Ketulusan itu Mensucikan

Hanya memikirkan apa yang bisa diperoleh, tanpa pernah memikirkan apa yang bisa diberikan, memastikan kita jadi para pengemis, bahkan perampok di dunia ini.’ demikian kurang-lebih seorang ayah pernah menasehati putranya.

Kebanyakan dari kita umumnya tidak menyadari kalau ketika kita memperoleh sesuatu, sebetulnya boleh jadi kita telah memberikan banyak hal atau harus memberi yang setara; demikian pula sebaliknya, ketika kita memberi sebetulnya kita juga sudah, sedang dan akan menerima. Seperti semua tindakan lainnya, memberi dan menerima tunduk dan ada di wilayah ‘hukum kausalitas universal’. Artinya, tak seorangpun hanya memberi dan memberi tanpa menerima apapun —walaupun ia tak mengharapkannya— dan tak seorangpun bisa hanya menerima dan menerima saja tanpa diharus memberi —walau ia tak menginginkannya. Setiap pemberian mengundang penerimaan dan setiap penerimaan mensyaratkan pemberian.

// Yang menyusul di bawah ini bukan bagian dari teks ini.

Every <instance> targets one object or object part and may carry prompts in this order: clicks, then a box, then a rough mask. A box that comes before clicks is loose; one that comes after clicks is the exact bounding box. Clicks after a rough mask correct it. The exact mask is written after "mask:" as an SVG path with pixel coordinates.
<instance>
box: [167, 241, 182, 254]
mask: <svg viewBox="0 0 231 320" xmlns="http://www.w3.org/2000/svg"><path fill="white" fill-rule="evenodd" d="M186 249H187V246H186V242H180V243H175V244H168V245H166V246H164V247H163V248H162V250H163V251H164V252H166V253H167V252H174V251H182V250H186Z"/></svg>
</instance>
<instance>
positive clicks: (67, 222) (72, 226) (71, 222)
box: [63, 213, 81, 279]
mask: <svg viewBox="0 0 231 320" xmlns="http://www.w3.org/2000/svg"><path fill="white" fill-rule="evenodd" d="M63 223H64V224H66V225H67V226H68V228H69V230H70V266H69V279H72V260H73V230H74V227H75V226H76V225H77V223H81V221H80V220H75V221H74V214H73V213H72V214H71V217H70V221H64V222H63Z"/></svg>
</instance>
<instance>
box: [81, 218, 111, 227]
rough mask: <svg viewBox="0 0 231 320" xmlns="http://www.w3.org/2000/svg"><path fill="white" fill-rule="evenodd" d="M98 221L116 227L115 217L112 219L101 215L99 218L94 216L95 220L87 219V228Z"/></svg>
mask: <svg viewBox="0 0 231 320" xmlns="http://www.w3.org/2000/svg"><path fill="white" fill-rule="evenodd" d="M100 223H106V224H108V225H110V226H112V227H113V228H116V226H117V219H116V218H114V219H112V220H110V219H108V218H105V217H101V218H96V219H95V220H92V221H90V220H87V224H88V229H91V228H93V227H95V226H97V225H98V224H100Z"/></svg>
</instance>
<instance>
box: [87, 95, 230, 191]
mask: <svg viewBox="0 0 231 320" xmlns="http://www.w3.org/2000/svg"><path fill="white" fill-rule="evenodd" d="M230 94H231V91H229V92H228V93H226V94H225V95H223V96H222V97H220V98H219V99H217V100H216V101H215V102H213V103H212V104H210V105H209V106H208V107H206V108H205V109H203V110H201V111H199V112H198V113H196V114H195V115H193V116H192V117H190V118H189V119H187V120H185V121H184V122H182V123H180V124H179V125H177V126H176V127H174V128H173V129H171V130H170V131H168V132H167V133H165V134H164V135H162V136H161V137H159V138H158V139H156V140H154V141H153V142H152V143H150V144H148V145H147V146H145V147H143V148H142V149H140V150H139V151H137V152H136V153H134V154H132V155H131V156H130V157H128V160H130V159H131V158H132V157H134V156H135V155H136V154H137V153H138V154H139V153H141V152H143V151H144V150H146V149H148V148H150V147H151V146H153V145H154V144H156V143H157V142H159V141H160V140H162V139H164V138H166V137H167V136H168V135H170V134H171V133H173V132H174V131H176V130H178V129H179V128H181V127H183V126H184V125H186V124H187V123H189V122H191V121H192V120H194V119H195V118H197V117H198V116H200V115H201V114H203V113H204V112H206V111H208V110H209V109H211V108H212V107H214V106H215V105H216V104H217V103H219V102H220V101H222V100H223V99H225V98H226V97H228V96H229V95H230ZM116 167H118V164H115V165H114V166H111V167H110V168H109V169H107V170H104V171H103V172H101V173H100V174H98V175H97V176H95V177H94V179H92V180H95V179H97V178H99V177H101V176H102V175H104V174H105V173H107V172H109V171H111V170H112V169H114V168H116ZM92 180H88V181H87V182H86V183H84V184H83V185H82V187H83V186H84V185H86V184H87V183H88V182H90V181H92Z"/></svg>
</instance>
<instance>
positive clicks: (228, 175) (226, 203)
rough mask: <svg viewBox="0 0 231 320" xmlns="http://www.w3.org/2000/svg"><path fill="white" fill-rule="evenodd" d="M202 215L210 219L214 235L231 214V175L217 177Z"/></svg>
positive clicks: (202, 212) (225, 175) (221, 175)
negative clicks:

Suatu pemberian atau persembahan yang tulus dengan sendirinya memperhalus dan meningkatkan mutu dari pemberian itu sedemikian rupa sehingga mengundang penerimaan yang lebih halus dan lebih berkualitas pula. Pada dasarnya, ketulusan atau ketanpa-pamerihan inilah yang mensucikan setiap pemberian, ketulusan atau ketanpa-pamerihan inilah yang menjadikan setiap persembahan menjadi sebuah korban-suci. Dan, kalau kita memang jujur, kita tahu kapan kita memberi dengan tulus-ikhlas dan kapan kita memberi dengan pemerih. Makanya, boleh jadi sekulum senyum yang tulus jauh lebih bernilai ketimbang sekeranjang sembako.

" Not is it so remarkable that our greatest joy should come when we are motivated by concern for others. But that is not all. We find that not only do altruistic actions bring about happiness but they also lessen our experience of suffering."